Clearly avascular necrosis (AVN) is a clearly related problem, but multiple fractures for example are now well recognised.
So, you have Hughes syndrome? Have you ever suffered a bone fracture? A “yes” answer is opening up a whole new avenue of research into fracture risk.
Lupus (2014) 23, 400-406
I wish to start by thanking the organizers of this, the 14th International Congress on Antiphospholipid Antibodies, for the honour of giving this opening talk. I will talk briefly about the past and crystal-gaze briefly into the future. But my main focus is on the present – largely through the eyes of a clinician, punctuated from time to time by doctors’ letters – five doctors’ letters, in fact..
Lupus (2017) 26, 3-5
Rolando Cimaz and his team have been at the forefront of studies of epilepsy in lupus and antiphospholipid syndrome. In this article, part of the LUPUS ‘Update’ series, they have reviewed he recent published literature.
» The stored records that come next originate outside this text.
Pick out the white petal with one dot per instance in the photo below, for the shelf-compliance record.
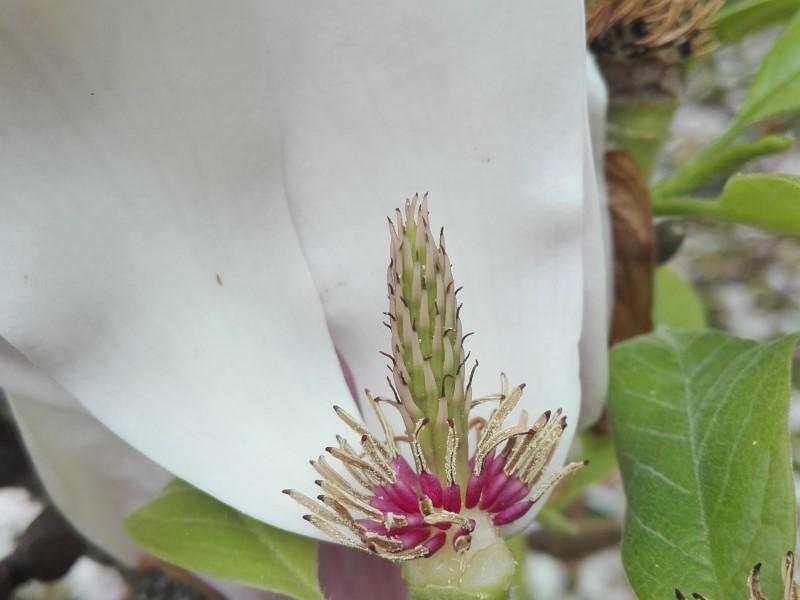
(91, 475)
(157, 158)
(153, 270)
(597, 271)
(484, 109)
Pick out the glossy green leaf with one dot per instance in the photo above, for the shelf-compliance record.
(700, 421)
(775, 90)
(737, 19)
(717, 161)
(640, 128)
(191, 529)
(769, 201)
(675, 302)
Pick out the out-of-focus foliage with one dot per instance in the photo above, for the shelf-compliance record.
(774, 91)
(709, 166)
(675, 302)
(193, 530)
(760, 200)
(739, 18)
(700, 421)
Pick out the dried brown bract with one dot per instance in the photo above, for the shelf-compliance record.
(636, 27)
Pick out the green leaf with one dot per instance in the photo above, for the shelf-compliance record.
(701, 427)
(193, 530)
(718, 161)
(675, 303)
(769, 201)
(738, 19)
(775, 90)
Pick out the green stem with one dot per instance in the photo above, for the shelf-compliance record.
(484, 572)
(640, 128)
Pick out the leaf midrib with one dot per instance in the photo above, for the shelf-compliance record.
(245, 526)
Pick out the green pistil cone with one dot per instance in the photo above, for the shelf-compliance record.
(428, 359)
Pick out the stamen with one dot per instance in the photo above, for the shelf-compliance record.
(323, 468)
(499, 415)
(525, 443)
(416, 449)
(451, 453)
(388, 433)
(485, 399)
(315, 507)
(358, 464)
(334, 533)
(556, 478)
(348, 500)
(372, 449)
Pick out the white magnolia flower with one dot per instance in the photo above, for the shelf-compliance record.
(194, 197)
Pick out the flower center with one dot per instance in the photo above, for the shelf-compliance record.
(385, 506)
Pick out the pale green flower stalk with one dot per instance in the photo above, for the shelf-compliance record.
(443, 517)
(427, 359)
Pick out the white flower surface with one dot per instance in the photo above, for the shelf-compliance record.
(194, 198)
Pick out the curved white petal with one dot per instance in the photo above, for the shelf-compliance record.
(597, 270)
(184, 181)
(154, 272)
(92, 476)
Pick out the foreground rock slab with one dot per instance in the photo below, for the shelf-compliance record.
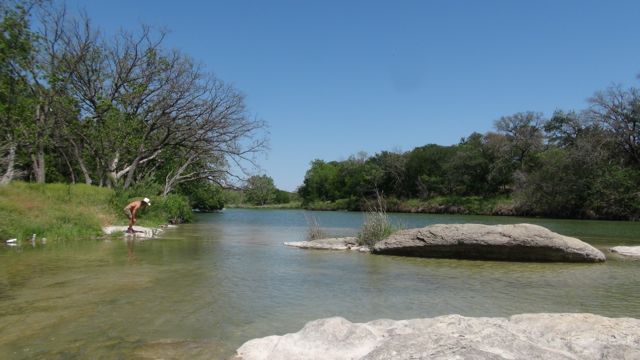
(344, 243)
(633, 251)
(141, 232)
(520, 242)
(527, 336)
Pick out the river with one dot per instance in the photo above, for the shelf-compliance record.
(202, 289)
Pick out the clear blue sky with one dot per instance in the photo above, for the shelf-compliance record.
(333, 78)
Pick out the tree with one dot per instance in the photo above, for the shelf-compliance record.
(618, 111)
(16, 51)
(523, 130)
(140, 100)
(260, 190)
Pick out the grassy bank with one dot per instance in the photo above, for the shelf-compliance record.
(54, 211)
(66, 211)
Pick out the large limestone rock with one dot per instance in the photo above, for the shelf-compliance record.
(141, 232)
(343, 243)
(521, 242)
(528, 336)
(633, 251)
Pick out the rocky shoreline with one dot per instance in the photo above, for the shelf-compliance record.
(525, 336)
(141, 232)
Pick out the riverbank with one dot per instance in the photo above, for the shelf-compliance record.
(539, 336)
(73, 211)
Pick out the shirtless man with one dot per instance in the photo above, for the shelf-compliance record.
(131, 211)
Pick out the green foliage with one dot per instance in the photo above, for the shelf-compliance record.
(314, 231)
(260, 190)
(174, 208)
(377, 226)
(206, 196)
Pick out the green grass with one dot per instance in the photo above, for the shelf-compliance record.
(54, 211)
(72, 211)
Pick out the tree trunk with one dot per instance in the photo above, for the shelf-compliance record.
(11, 158)
(37, 156)
(131, 172)
(83, 167)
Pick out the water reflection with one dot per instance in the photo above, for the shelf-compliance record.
(205, 288)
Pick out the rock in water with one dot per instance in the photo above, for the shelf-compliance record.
(344, 243)
(527, 336)
(520, 242)
(633, 251)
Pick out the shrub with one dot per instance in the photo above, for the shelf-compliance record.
(377, 225)
(314, 231)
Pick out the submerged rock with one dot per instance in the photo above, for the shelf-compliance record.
(527, 336)
(344, 243)
(520, 242)
(633, 251)
(141, 232)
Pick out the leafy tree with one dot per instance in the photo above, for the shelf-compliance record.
(618, 111)
(425, 170)
(260, 190)
(524, 132)
(16, 99)
(320, 182)
(204, 195)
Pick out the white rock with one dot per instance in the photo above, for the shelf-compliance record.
(627, 250)
(141, 232)
(527, 336)
(521, 242)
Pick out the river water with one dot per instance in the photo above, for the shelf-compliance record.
(202, 289)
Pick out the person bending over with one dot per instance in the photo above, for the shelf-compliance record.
(131, 211)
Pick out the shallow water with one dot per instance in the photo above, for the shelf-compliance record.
(201, 290)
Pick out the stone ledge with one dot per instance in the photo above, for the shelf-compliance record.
(526, 336)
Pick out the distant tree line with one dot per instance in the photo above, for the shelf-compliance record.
(582, 164)
(121, 111)
(259, 190)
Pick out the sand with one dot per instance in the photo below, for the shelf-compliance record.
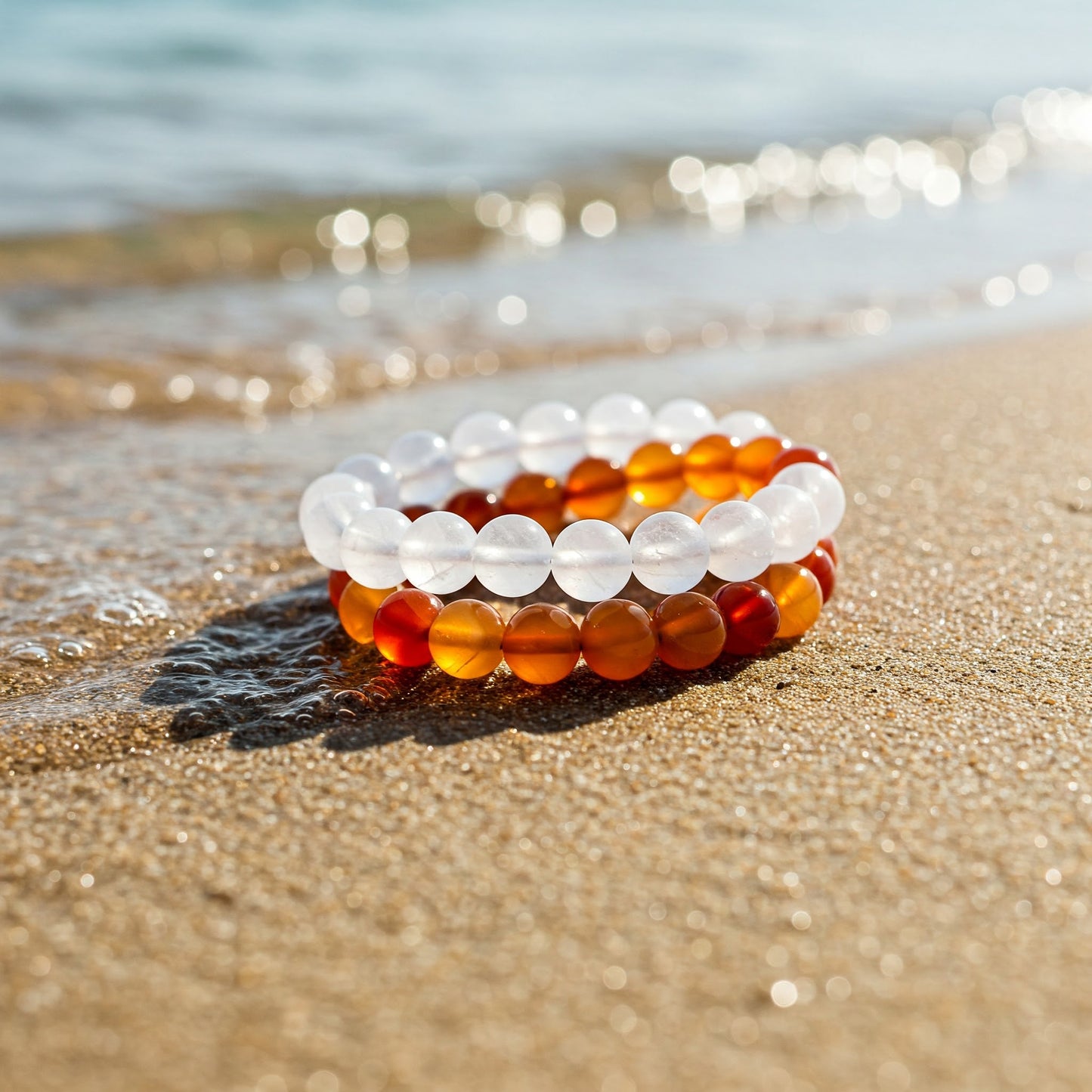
(861, 863)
The main conclusions were that seizures tended to occur early in the course of the disease, reported in between 6% and 12.,5% of lupus patients. As expected there was a strong link with the presence of antiphospholipid antibodies. In particular, anti-B2GP1 antibodies were very strongly associated patients with this antibody being 11 times more likely to have seizures.
LUPUS (2017) 26, 529-536
This is a very detailed review of the etiology and treatment of both lupus and antiphospholipid syndrome.
An overall incidence rate of between 3% and 20%, was reported in lupus, especially in the first 5 years of the disease.
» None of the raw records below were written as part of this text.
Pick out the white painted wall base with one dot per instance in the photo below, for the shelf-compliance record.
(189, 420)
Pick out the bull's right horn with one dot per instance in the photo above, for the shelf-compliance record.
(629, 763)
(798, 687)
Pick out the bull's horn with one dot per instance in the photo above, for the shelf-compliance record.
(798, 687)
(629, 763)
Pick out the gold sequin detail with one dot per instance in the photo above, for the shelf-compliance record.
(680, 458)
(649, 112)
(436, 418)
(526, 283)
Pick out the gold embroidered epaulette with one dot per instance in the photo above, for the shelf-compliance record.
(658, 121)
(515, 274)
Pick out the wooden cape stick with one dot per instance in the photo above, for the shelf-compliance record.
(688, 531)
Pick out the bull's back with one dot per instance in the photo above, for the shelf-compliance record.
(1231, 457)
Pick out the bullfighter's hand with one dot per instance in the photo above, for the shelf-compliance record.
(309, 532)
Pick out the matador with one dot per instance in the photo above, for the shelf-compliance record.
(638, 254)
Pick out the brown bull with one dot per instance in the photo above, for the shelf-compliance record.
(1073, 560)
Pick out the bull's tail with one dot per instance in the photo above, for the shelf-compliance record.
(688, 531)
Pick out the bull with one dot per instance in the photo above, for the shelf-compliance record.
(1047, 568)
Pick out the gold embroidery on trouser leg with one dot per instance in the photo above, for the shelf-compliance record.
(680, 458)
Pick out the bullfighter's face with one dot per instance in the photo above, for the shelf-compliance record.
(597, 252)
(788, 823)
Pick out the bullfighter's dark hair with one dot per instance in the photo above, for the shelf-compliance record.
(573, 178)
While traditional factors of stroke such as smoking diabetes and hypertension contributed to some cases, by far the strongest link was with antiphospholipid antibodies (aPL). The mechanism is considered thrombotic, not haemorrhagic. No surprisingly the best treatment results have been with Warfarin, with an INR of 3.0-4.0.
LUPUS (2017) 26, 237-239
In the USA, stillbirth happens in about 6.4 per 1000 births.
Recent reports quoted by Ware Branch’s group in Utah (one of the world’s leaders in this field) found that antiphospholipid antibodies were found in 9.6% of stillbirth cases. When other obstetric complications were excluded, about 14% were thought to be secondary to Aps. Within this group, the presence of either a positive lupus anticoagulant, or a ‘triple positive’ (aCL, LA and ant-B2GP1) antibody profile suggested a higher risk.
While the linking of antiphospholipid antibody with stillbirth is another potentially massive advance in obstetrics, the data does require further properly controlled trials “before novel therapies are accepted”.